OF SIEGES, MYTHOLOGY AND TEXAS HISTORY

By Juan Montoya
In case no one has noticed, the year marks the 175th anniversary of the Battle of the Alamo.
Or perhaps more appropriately, it should be called the Massacre of the Alamo.
Historians (most of them from the losers' side) say it pitted 2,400 Mexican soldiers under the leadership of Antonio Lopez de Santa Anna against 189 defenders (a 12-1 disadvantage), with at least nine of 10 of them Tejanos with Hispanic surnames.
The battle, which culminated in the complete destruction of the defenders March 6, is the stuff of mythology and legend that is the foundation of the State of Texas. The stuff of epics, it pits a small number of defenders against a mighty horde led by a dictator fighting for freedom.
We know now, of course, that most of this is nonsense.
I once interviewed Texas historian T. R. Fehrenbach while I was working in San Antonio and asked him whether the overglorification of the defenders of the Alamo and the demonizing of Mexican soldiers defending their country from foreign invasion tended to cast them as the bad guys in the fable and created a negative self-image in Mexican-American school children.
After all, I said, the only reason the battle even took place was because of the unchecked expansion of U.S. settlers from across the Sabine River into Mexican territory without government approval. In short, the first illegal alien hordes that came into Texas.
Then there was the refusal of Texans to pay taxes to the central Mexican government, their rejection of their agreement to adopt the Catholic religion, their reluctance to go along with the 1924 Mexican law that outlawed slavery and their rejection of the authority of a distant central government.
Fehrenbach (who by the way was born in San Benito), stated that if celebrating the Alamo and the events of that March 175 years ago made Mexican-American children feel bad, than "By God we should tear down the Alamo."
The statement made good copy back then. But in thinking over his answer, I can see the sense in it. After all, in the eyes of the Mexicans, "it was a complete and utter massacre" of a besieged and isolated fortress in the middle of a plain and impossible to defend.
Few history books mention it, but during the Texas war for independence, Army Commander Sam Houston ordered the Alamo abandoned and destroyed.
Feeling that the outpost was far too isolated, he sent Colonel James Bowie with 30 men to carry out his orders. After arriving in San Antonio, somehow Bowie couldn't bring himself to destroy the old mission. Hearing that Santa Anna was marching toward The Alamo, he became even more determined to save the Alamo.
John Wayne, Hollywood, the line in the sand, David Crockett swinging his rifle against cruel Mexican soldiers, Bowie fighting from his sick bed: All these are the images that we have been led to believe.
But the reality is that people who knew theirs was a losing battle remained of their own free will to fight the inevitable with predictable results. Somehow this has been twisted by injecting myth into the mix and passing it off as fact.
The rest, as we say, is history.

3 comments:

Anonymous said...

EDIT:

"with the 1824 Mexican law.."

should be 1829

Anonymous said...

"Fehrenbach (who by the way was born in San Benito), stated that if celebrating the Alamo and the events of that March 175 years ago made Mexican-American children feel bad, than "By God we should tear down the Alamo."

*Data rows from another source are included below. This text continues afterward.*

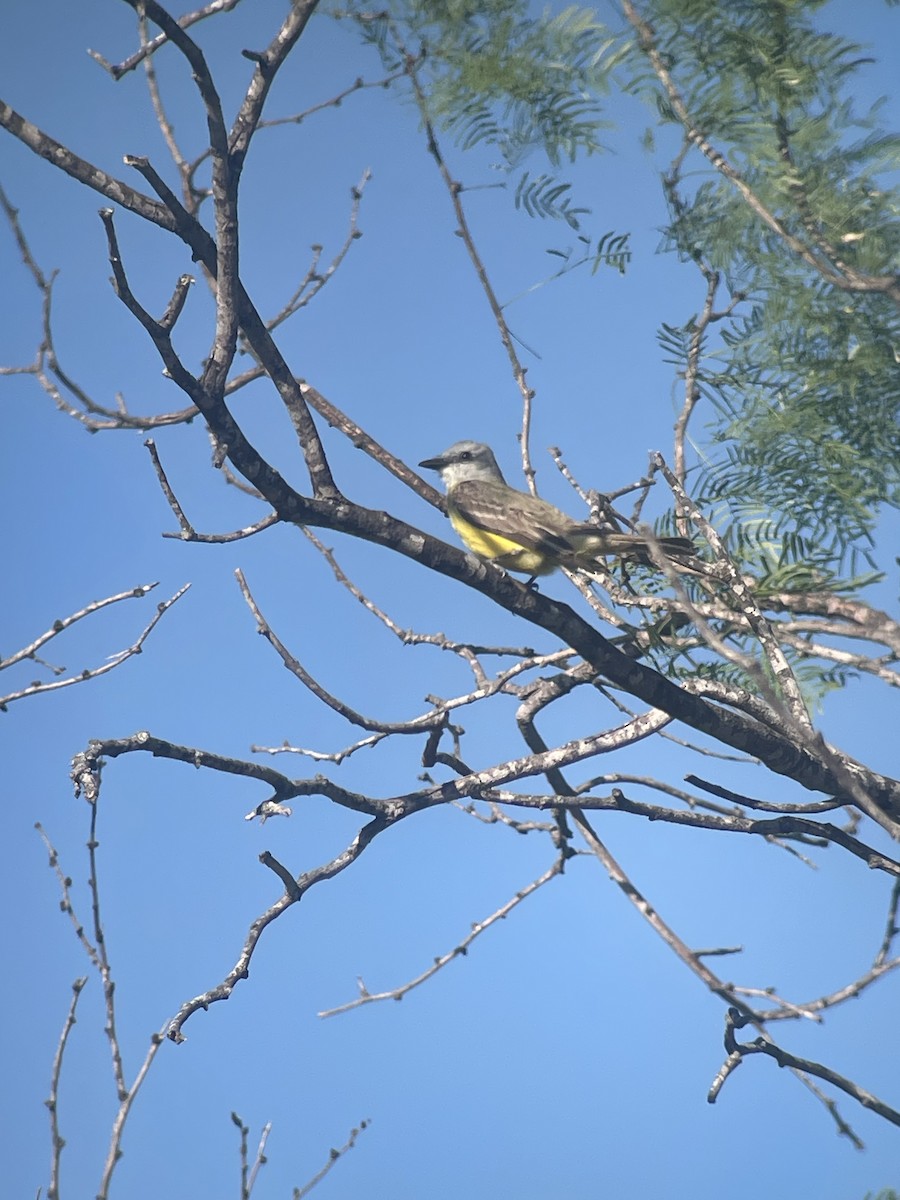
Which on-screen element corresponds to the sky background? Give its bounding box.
[0,0,900,1200]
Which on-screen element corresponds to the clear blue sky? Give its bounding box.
[0,0,900,1200]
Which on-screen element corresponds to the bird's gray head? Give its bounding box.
[419,442,505,491]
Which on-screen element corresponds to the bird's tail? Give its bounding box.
[572,528,697,566]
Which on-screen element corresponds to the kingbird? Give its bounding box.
[419,442,695,578]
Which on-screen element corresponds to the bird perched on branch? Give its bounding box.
[419,442,695,582]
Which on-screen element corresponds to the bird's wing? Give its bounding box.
[450,480,576,557]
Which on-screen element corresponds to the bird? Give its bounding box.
[419,442,695,586]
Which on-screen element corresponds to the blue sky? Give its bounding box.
[0,0,900,1200]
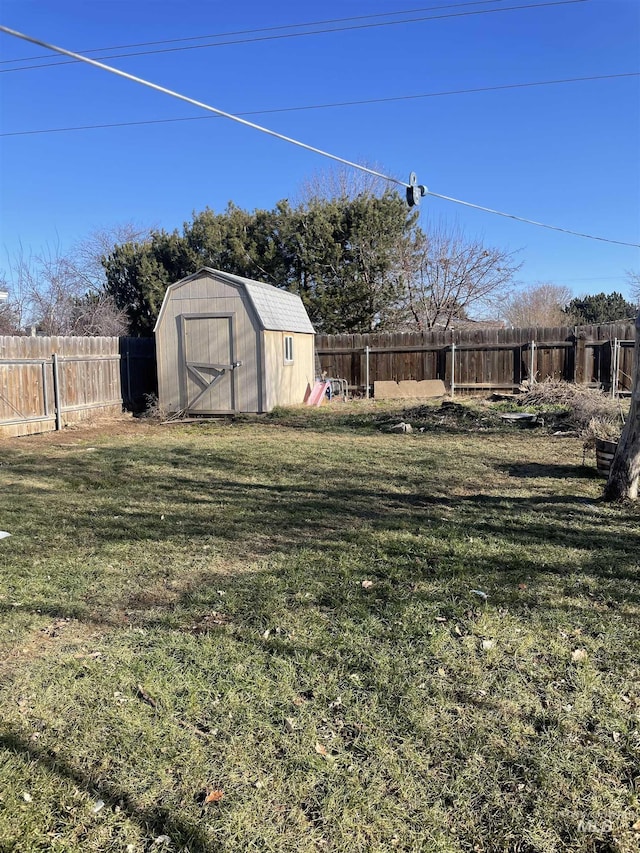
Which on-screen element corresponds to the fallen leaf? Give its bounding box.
[136,684,158,708]
[204,788,224,803]
[471,589,488,601]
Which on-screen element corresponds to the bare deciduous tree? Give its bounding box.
[502,281,572,328]
[398,223,521,330]
[294,163,389,205]
[0,223,148,335]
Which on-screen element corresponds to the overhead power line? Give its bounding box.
[0,0,505,65]
[0,0,589,74]
[0,25,640,248]
[0,71,640,138]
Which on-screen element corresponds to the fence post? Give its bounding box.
[364,344,369,400]
[529,341,538,385]
[574,326,584,385]
[451,341,456,399]
[51,352,62,430]
[42,361,49,417]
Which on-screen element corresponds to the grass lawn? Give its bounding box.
[0,403,640,853]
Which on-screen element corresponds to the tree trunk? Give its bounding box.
[604,312,640,501]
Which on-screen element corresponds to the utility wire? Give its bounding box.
[0,25,640,248]
[0,0,505,65]
[0,71,640,138]
[0,0,589,74]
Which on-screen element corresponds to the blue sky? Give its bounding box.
[0,0,640,304]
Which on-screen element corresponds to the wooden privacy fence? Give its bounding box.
[0,337,155,436]
[316,322,635,394]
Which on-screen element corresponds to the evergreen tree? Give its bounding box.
[563,291,636,326]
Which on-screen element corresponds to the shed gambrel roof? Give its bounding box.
[156,267,315,335]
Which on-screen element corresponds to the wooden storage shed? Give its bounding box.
[154,267,315,415]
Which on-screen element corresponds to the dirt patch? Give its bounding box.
[0,414,161,447]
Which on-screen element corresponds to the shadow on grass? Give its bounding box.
[0,730,216,853]
[496,462,604,483]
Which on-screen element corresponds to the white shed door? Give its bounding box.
[181,314,240,414]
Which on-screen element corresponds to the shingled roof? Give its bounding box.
[156,267,315,335]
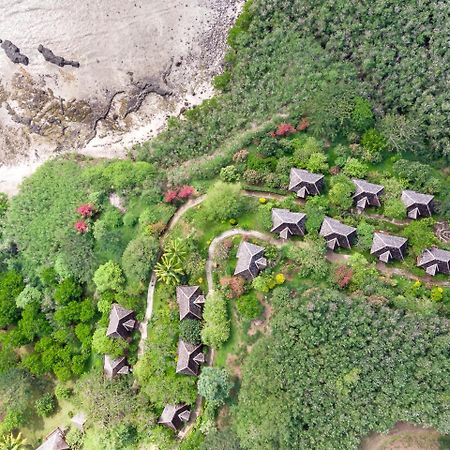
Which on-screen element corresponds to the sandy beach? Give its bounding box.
[0,0,241,194]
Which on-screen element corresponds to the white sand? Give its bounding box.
[0,0,242,194]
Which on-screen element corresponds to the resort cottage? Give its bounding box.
[106,303,136,339]
[234,241,267,280]
[370,233,408,263]
[402,190,434,219]
[270,208,306,239]
[352,179,384,211]
[417,247,450,276]
[158,405,191,431]
[319,217,356,250]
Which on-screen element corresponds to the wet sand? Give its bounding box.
[0,0,241,193]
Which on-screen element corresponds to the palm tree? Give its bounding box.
[155,253,183,286]
[0,433,26,450]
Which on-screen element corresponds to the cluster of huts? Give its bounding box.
[284,168,450,275]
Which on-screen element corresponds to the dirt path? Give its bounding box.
[360,422,440,450]
[206,228,284,292]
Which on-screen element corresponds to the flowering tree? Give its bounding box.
[77,203,95,217]
[164,191,177,203]
[271,123,295,137]
[164,185,195,203]
[297,117,309,131]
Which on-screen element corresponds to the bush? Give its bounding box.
[93,261,125,293]
[34,393,57,417]
[180,319,202,344]
[201,291,230,349]
[92,327,127,358]
[351,97,375,133]
[203,181,246,221]
[122,235,159,281]
[220,166,240,183]
[384,198,406,219]
[236,294,264,320]
[343,158,369,178]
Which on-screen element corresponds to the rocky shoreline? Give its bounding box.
[0,0,241,194]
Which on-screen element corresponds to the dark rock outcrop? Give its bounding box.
[0,40,28,66]
[38,45,80,68]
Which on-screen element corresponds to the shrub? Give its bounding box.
[220,277,245,299]
[16,286,42,309]
[201,291,230,349]
[55,384,73,400]
[243,169,264,185]
[122,235,159,281]
[351,97,375,133]
[252,272,276,294]
[275,273,286,284]
[220,166,240,183]
[380,114,424,152]
[236,294,264,320]
[306,153,328,173]
[328,175,355,214]
[384,198,406,219]
[180,319,202,344]
[34,393,57,417]
[93,261,125,293]
[53,278,83,305]
[92,327,127,358]
[343,158,369,178]
[334,265,353,289]
[203,181,246,221]
[356,220,375,251]
[77,203,95,217]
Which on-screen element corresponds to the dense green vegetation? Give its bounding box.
[236,289,450,450]
[0,0,450,450]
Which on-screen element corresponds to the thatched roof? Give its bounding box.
[352,178,384,195]
[271,208,306,239]
[177,286,205,320]
[234,241,267,279]
[289,168,324,198]
[106,303,136,339]
[417,247,450,276]
[370,233,408,263]
[176,339,205,376]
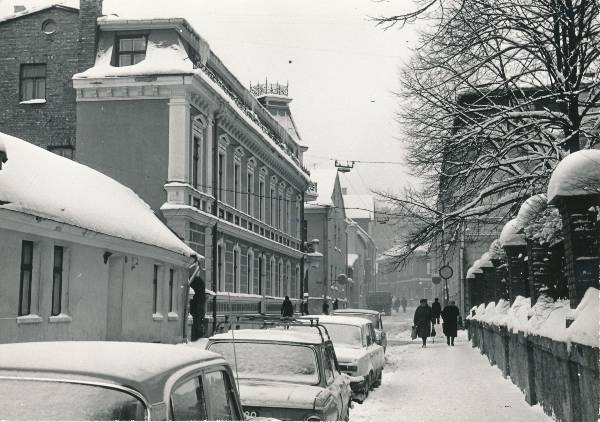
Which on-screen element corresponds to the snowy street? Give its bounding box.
[350,308,552,422]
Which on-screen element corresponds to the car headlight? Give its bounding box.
[314,390,333,410]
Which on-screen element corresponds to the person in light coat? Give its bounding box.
[413,299,433,347]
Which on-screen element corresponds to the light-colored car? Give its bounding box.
[206,327,352,421]
[0,341,244,421]
[302,315,384,403]
[333,308,387,352]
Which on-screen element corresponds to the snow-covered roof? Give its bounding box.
[548,149,600,203]
[517,193,548,226]
[210,326,323,344]
[344,195,375,220]
[307,168,338,207]
[498,218,527,247]
[0,341,222,388]
[0,2,79,23]
[0,133,196,257]
[302,315,371,327]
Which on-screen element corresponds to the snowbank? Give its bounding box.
[467,287,600,347]
[548,149,600,203]
[0,133,196,257]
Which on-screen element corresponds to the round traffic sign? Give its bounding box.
[439,265,454,279]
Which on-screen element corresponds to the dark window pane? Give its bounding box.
[119,54,131,66]
[171,378,208,421]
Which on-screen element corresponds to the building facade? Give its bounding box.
[0,134,196,343]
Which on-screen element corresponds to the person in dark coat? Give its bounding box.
[322,299,329,315]
[281,296,294,318]
[442,300,460,346]
[431,297,442,324]
[413,299,433,347]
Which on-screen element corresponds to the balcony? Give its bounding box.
[165,182,301,251]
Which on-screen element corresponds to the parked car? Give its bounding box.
[0,341,244,421]
[333,308,387,352]
[302,315,384,403]
[206,326,352,421]
[367,292,392,316]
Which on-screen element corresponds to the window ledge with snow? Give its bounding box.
[17,314,44,324]
[48,314,73,323]
[19,98,46,104]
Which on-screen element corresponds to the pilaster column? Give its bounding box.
[167,97,192,183]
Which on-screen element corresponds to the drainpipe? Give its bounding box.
[211,113,219,334]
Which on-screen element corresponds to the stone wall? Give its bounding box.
[469,320,600,422]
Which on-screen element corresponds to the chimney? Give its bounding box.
[77,0,102,72]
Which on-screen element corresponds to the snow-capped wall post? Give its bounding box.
[548,150,600,314]
[499,219,529,304]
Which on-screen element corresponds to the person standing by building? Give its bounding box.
[431,297,442,324]
[400,296,407,313]
[442,300,460,346]
[300,293,308,315]
[413,299,433,347]
[322,298,329,315]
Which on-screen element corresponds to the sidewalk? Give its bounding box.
[350,320,552,422]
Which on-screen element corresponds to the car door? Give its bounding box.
[203,367,243,421]
[325,344,352,415]
[321,348,345,419]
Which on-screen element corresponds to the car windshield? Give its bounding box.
[209,342,319,385]
[0,378,146,421]
[323,322,362,349]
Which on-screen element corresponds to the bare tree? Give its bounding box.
[374,0,600,262]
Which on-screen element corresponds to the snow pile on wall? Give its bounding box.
[548,149,600,203]
[0,133,196,257]
[467,287,600,347]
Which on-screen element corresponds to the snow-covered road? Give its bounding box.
[350,309,552,422]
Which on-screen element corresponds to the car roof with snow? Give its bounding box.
[0,341,226,402]
[209,325,323,344]
[299,315,372,327]
[333,308,381,315]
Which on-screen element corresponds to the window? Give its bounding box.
[117,35,146,67]
[21,64,46,101]
[192,136,201,189]
[258,180,265,221]
[246,171,254,216]
[152,265,158,314]
[169,268,175,312]
[217,153,225,201]
[171,377,208,421]
[217,244,225,292]
[205,371,241,421]
[19,240,33,316]
[233,163,242,209]
[51,246,64,316]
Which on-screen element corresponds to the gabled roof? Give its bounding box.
[307,168,339,207]
[0,3,79,23]
[0,133,196,257]
[344,195,375,220]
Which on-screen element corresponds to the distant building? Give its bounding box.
[0,134,196,343]
[377,247,432,306]
[304,168,349,313]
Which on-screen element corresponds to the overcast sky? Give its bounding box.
[0,0,416,193]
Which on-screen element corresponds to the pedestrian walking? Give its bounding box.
[431,297,442,324]
[442,300,460,346]
[300,293,308,315]
[322,299,329,315]
[400,297,407,313]
[413,299,433,347]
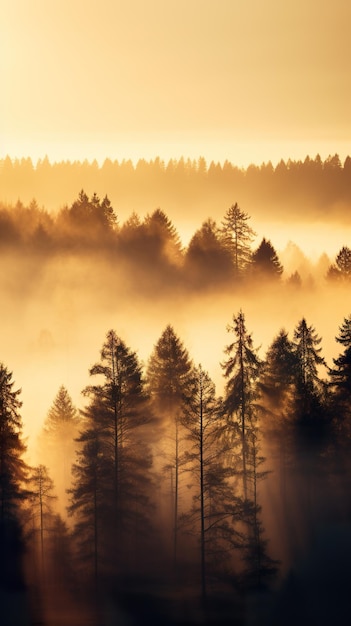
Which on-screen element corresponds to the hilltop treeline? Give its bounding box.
[0,190,351,293]
[0,154,351,220]
[0,310,351,625]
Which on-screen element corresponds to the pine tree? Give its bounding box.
[70,330,152,580]
[39,385,81,512]
[293,318,326,434]
[0,363,28,588]
[147,325,192,564]
[30,465,56,572]
[221,203,256,276]
[222,311,261,500]
[222,311,276,589]
[329,315,351,433]
[251,238,283,280]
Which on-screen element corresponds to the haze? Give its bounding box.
[0,0,351,166]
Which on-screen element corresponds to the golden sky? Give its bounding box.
[0,0,351,165]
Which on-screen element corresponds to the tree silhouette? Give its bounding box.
[39,385,81,507]
[30,465,56,572]
[185,219,233,287]
[293,318,326,434]
[221,203,256,276]
[182,365,235,601]
[251,238,283,279]
[70,330,152,579]
[147,325,192,564]
[329,315,351,432]
[327,246,351,281]
[0,363,28,588]
[222,311,261,500]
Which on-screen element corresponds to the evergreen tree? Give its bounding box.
[39,385,81,510]
[293,318,326,434]
[327,246,351,282]
[185,219,233,287]
[222,311,276,589]
[251,238,283,280]
[0,363,27,530]
[329,315,351,432]
[182,365,237,601]
[30,465,56,572]
[70,330,152,579]
[221,203,256,276]
[222,311,261,500]
[147,325,192,564]
[0,363,28,588]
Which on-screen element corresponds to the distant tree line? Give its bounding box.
[0,190,351,291]
[0,310,351,623]
[0,154,351,220]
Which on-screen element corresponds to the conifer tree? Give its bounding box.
[222,311,261,499]
[221,202,256,276]
[147,325,192,564]
[70,330,152,580]
[0,363,28,589]
[251,237,283,280]
[39,385,81,510]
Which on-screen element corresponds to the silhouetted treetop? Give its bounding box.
[251,237,283,278]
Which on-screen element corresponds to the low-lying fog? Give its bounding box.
[0,224,351,450]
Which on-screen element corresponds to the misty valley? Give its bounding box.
[0,157,351,626]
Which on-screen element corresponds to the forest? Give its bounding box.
[0,155,351,626]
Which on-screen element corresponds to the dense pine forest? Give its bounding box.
[0,155,351,626]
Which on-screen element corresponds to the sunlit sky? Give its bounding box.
[0,0,351,166]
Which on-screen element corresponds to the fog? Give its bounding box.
[0,233,351,449]
[0,174,351,626]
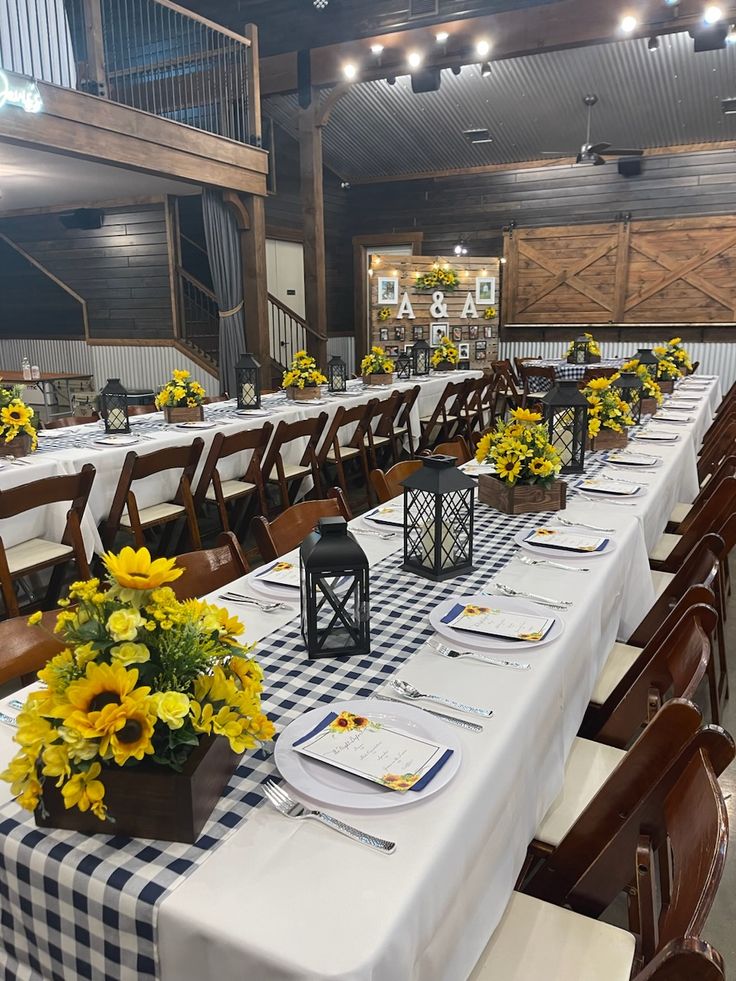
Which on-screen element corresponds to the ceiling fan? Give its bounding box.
[542,95,644,167]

Why? A lot of the Mexican-American children in Texas have ancestors that fought in the Tex-Mex War, ancestors that fought for Texas in the US-Mexico war and the Civil War. "Oh noes! We might offend someone's kid who doesn't give a shit about this!" Christ, are you kidding me? GTFO out this field if your ass can't handle that people did shit, its done, and you can't change it!

Shit Juan, I would think you of all people would be mad that someone is trying to erase Tejano history.

Anonymous said...

@ March 2, 2011 9:42 AM

Farenbach was being facetious when he made the tearing down of the Alamo statement. Nobody is calling for the tearing down of the Alamo, pendejo.